In the seventy-three years since Primo Levi extolled us to ‘never forget' the genocide of Auschwitz, remembering the violence of the Holocaust has assumed many and varied forms.
In the twentieth and twenty-first centuries there has not been one universal way this indelible event is remembered or represented. Indeed, all acts of atrocity committed throughout the twentieth century are now recalled through a multiplicity of media and with many varied messages.

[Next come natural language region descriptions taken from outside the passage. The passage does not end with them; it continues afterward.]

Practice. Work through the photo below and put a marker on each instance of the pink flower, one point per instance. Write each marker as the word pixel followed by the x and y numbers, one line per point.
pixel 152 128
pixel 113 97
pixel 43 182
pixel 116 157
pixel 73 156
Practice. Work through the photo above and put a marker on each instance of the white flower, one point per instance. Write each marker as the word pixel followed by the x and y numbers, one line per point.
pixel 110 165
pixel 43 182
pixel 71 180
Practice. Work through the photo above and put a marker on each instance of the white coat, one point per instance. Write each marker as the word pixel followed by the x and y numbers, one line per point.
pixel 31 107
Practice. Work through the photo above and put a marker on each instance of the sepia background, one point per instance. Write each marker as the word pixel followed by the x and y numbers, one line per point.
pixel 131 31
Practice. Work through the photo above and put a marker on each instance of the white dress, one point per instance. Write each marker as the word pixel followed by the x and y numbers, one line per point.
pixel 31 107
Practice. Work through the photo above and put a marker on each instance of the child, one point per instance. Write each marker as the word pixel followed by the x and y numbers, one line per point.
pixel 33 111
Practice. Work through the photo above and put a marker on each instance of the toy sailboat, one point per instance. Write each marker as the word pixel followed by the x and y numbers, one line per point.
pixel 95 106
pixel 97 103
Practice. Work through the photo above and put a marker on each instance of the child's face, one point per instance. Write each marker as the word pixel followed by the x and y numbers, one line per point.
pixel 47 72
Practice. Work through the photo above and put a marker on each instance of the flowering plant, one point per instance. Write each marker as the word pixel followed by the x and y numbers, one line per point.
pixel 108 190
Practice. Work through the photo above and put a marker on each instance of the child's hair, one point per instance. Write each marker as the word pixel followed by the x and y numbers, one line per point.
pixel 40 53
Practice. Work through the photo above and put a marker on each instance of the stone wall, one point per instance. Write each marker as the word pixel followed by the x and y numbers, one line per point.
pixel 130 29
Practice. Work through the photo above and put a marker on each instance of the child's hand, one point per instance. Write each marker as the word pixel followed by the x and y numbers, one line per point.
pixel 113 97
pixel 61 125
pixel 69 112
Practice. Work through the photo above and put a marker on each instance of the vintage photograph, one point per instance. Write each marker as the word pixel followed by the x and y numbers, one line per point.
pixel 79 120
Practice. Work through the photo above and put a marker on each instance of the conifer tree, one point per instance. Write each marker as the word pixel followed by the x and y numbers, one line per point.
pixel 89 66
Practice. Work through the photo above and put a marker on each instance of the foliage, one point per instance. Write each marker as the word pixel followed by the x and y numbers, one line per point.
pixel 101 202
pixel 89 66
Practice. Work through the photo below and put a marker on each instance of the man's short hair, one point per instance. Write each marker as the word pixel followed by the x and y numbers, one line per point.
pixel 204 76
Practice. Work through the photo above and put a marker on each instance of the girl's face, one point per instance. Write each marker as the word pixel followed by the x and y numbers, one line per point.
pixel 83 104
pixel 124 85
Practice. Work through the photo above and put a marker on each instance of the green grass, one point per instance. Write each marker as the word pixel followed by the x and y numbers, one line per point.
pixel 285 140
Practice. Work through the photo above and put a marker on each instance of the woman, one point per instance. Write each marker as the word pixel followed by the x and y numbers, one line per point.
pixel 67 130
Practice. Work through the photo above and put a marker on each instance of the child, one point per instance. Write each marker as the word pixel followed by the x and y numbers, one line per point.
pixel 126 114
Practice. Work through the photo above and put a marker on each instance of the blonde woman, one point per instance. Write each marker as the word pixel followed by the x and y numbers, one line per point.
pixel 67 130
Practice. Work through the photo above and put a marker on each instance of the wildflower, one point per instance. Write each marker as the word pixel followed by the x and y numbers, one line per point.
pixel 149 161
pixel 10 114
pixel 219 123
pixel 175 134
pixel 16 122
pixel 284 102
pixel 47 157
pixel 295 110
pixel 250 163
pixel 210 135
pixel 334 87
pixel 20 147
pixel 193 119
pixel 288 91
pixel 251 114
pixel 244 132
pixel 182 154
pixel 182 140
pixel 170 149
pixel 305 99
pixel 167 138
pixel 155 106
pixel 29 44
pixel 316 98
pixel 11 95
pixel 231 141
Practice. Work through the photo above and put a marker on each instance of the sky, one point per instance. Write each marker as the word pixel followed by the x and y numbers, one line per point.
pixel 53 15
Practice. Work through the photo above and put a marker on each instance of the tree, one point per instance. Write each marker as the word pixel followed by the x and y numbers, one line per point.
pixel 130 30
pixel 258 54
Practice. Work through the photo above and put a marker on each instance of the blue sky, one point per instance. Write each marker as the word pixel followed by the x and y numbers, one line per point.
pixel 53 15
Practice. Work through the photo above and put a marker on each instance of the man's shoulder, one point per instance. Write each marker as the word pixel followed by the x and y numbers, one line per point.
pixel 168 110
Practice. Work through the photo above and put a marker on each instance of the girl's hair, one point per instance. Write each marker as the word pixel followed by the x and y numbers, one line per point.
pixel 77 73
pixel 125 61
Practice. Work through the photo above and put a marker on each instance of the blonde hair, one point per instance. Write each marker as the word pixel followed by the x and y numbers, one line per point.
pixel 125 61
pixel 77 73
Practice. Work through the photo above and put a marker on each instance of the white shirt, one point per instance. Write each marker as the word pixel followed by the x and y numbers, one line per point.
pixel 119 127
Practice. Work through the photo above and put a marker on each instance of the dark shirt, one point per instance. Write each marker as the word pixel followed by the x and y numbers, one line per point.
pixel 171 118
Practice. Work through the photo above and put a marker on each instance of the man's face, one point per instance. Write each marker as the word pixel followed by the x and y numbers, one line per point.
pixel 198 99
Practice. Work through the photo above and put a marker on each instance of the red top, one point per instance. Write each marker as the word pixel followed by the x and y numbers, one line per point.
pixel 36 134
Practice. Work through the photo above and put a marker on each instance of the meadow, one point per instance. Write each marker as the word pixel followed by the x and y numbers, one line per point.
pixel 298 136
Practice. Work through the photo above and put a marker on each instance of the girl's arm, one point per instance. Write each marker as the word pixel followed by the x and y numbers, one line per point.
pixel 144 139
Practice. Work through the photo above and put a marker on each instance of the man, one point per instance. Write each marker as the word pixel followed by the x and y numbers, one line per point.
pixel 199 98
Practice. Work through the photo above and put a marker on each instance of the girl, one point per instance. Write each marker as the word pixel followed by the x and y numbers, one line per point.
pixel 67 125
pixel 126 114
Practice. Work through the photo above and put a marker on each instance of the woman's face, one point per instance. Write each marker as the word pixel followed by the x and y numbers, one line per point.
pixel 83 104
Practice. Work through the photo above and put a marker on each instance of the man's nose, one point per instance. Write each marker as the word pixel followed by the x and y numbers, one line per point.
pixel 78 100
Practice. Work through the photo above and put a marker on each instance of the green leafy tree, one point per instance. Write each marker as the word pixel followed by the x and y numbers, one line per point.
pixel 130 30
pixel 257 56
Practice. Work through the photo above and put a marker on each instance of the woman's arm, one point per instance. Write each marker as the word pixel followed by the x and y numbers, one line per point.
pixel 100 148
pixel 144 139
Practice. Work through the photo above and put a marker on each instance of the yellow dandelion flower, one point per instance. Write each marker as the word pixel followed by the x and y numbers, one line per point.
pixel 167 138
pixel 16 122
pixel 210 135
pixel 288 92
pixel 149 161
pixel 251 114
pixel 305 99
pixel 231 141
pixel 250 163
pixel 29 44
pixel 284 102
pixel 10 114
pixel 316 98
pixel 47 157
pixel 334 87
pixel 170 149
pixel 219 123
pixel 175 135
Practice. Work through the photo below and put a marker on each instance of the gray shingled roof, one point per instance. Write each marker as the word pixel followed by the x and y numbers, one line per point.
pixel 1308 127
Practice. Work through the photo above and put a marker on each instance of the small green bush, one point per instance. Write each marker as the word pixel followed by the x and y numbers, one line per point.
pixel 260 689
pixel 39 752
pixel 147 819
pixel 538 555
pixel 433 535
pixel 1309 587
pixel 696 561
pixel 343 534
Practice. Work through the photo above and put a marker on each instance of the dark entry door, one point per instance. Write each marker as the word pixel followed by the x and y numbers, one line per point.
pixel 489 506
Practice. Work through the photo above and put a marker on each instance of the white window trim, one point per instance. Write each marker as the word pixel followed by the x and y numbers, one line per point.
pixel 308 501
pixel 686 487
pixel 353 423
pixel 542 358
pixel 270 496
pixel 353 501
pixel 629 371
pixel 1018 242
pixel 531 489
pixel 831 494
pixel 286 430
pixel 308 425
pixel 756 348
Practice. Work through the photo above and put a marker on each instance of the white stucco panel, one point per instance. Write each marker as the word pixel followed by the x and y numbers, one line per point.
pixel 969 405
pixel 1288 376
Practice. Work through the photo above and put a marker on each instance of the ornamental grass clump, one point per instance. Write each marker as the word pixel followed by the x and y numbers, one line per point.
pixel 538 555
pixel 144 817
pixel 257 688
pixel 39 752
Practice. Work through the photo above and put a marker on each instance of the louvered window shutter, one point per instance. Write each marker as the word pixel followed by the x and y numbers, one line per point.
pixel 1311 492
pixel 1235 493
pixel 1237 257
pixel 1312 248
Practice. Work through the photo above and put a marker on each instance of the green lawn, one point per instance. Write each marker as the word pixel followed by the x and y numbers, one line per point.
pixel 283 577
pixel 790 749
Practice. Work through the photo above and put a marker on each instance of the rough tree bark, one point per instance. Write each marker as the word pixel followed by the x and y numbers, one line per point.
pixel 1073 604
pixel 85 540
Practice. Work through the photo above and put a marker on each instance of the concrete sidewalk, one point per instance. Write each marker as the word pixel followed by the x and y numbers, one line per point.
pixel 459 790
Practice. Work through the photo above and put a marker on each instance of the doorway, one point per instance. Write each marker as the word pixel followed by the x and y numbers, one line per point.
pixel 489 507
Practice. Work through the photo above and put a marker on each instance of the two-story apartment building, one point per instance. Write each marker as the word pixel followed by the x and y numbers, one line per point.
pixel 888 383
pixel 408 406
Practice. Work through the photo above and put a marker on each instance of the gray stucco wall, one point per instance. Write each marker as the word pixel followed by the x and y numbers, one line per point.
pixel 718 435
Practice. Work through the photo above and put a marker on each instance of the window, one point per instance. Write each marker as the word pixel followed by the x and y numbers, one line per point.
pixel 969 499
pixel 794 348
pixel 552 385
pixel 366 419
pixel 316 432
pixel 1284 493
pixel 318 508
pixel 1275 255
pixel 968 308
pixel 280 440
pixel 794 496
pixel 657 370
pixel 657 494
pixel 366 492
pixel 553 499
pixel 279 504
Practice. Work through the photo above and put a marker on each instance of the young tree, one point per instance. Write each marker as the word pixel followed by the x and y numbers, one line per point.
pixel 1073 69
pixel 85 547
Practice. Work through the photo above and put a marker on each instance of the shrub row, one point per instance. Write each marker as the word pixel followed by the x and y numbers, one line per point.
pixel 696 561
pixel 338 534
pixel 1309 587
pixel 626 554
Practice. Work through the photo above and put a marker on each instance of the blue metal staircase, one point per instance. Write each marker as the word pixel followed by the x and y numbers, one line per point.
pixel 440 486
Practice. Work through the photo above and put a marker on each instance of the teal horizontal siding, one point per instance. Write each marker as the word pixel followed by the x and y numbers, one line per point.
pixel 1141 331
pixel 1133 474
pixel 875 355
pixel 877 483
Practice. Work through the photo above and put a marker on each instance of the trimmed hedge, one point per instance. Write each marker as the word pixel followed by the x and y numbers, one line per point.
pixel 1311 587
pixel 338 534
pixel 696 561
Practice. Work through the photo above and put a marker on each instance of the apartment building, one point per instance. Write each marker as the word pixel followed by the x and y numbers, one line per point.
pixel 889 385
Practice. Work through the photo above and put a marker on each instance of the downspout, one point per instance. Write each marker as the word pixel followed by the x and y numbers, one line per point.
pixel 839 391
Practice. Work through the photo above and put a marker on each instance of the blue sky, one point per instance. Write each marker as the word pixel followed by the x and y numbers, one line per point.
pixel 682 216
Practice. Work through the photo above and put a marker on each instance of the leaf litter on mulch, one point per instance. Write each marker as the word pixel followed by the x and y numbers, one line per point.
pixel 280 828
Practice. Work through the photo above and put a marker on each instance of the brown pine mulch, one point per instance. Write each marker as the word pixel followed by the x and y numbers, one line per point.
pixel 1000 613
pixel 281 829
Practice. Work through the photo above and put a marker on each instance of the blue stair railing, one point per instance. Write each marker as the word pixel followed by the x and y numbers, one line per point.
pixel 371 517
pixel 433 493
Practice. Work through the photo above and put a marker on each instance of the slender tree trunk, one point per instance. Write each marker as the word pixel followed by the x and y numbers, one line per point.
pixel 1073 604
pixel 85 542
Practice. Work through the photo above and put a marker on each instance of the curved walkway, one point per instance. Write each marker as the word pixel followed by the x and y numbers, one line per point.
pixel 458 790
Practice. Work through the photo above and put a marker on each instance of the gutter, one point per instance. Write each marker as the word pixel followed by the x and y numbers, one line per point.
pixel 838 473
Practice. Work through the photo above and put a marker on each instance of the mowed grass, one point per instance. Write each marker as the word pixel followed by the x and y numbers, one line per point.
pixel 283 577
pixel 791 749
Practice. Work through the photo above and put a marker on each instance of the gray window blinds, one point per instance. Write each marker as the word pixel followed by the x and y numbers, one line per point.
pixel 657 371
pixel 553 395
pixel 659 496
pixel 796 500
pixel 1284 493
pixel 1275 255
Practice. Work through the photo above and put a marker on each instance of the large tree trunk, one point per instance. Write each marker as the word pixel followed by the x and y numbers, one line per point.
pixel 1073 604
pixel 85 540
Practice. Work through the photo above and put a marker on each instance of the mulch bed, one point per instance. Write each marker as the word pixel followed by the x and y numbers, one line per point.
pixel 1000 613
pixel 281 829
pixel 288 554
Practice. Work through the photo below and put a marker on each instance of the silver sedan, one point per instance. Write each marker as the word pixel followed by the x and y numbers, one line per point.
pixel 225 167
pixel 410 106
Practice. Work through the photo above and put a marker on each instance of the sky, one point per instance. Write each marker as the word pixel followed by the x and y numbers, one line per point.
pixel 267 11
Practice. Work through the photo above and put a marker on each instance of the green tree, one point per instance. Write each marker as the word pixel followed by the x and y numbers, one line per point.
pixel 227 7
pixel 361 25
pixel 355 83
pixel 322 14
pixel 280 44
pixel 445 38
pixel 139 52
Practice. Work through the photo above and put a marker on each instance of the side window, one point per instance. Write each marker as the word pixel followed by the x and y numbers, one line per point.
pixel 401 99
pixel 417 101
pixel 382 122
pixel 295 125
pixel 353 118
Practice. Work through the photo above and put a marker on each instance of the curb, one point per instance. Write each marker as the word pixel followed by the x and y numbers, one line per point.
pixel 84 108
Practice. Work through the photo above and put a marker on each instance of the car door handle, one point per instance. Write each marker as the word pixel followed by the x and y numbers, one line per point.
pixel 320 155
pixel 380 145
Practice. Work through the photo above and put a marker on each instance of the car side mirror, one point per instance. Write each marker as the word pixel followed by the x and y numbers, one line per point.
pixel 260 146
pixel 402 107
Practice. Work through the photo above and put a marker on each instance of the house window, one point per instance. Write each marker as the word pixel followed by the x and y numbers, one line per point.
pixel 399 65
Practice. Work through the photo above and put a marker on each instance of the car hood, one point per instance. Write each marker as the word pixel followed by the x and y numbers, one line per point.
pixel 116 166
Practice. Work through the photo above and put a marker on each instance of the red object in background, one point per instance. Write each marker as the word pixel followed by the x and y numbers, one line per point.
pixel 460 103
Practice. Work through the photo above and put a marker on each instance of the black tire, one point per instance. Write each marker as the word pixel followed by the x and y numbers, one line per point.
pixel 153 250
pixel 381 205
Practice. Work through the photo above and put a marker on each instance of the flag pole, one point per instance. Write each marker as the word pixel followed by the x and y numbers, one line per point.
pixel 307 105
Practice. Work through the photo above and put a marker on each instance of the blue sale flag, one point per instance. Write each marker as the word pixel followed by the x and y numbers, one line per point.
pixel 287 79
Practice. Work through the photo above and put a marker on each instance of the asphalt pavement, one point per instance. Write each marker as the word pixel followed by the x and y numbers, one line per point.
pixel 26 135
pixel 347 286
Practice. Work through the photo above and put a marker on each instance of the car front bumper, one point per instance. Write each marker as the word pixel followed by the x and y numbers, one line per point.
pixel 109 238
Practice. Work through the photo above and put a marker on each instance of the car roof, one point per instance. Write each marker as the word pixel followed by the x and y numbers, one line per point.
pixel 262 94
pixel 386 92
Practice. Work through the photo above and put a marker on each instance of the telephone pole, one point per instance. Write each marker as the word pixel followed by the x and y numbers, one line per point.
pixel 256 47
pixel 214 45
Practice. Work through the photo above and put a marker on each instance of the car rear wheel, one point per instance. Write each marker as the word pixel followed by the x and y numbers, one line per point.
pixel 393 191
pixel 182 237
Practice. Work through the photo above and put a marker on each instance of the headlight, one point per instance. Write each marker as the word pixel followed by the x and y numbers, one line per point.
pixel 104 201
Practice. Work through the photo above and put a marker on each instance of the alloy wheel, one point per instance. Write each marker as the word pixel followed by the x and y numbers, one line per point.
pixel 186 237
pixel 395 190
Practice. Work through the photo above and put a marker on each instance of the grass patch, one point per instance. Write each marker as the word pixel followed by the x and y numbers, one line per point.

Scholars have examined a range of cultural sites that have served the purpose of remembering as well as forgetting acts of violence. These include analyses of memorials, the use of oral history, family histories, personal memories, pilgrimages, artworks and sculpture, museum exhibitions, violence on the physical landscape, material artefacts of violence and state-sanctioned commemorations. Cultural media such as film and photography have been examined as forms of commemoration. In the digital age, social media offer a new vehicle for commemorative practices recalling experiences of violence and enduring aftermaths.1 [1075]In this chapter, we attempt to capture some of the sites of memory - in Jay Winter's enduring phrase - that have emerged and are continuing to emerge in response to violent events during the twentieth century. These commemorative practices, and the sites upon which these are manifest, are not static rituals frozen in time, but are changing, contested and fluid, constantly evolving to reflect contemporary perspectives. Here we chart the shifting nature of remembrance and the forms it has taken and continues to take across a range of historical events. These include world wars, civil wars, the Holocaust, colonisation, truth and reconciliation, gender and violence, and child sexual abuse. Together, we identify the range and complexity of remembrance that has been transformed by new technologies, shifting ideologies and reinvented cultural practices.